Received October 24, 2001; revision received May 4, 2002; accepted May 10, 2002.
Vascular brachytherapy has emerged as a successful intervention for the prevention of restenosis in certain clinical scenarios.1–4⇓⇓⇓ This has been demonstrated at 6 months in several studies both with β and γ emitters. These positive early results must be seen within the perspective of potential late reduction of efficacy and complications, including late occlusion, restenosis, perforation, aneurysm formation, and persistent dissection.5–8⇓⇓⇓ One study has reported the effects at 3 years of a γ emitter in patients with restenotic stented arteries.5 In this study, the 2-year clinical and angiographic outcomes of patients with de novo lesions treated with postangioplasty β radiation are reported.
The Beta Energy Restenosis Trial (BERT) was a 4-center, open-registry study in which patients with de novo coronary artery stenoses that had been successfully treated with balloon angioplasty were then treated with vascular brachytherapy using a 30-mm train of Sr/Y90 seeds to prevent restenosis. The methods have been described previously.9 The protocol was approved by the institutional review board of each participating institution. Written informed consent was obtained from each patient before enrollment and randomization in the trial.

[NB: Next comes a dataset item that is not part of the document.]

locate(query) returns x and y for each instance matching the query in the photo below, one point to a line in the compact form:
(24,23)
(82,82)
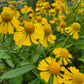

Patients were eligible for inclusion in the study if they were aged between 18 and 80 years, had angina or proven ischemia on laboratory testing, and were scheduled to undergo planned balloon angioplasty of a single coronary lesion in a native coronary artery. The target lesions were required to have between 60% and 99% diameter stenosis. Patients were excluded for evidence of a myocardial infarction within 3 days before the procedure; contraindication to aspirin; left ventricular ejection fraction <40%; serum creatinine >2.0 mg/dL; anticipated difficulty with follow-up; life-threatening coexisting illness; child-bearing potential (women); severe peripheral vascular disease; unprotected left main coronary artery disease; presence of thrombus; past chest radiotherapy; lesion angled >45 degrees; intraprocedural angiographic evidence of thrombus, spasm, or dissection; or unsatisfactory PTCA result requiring stent implantation.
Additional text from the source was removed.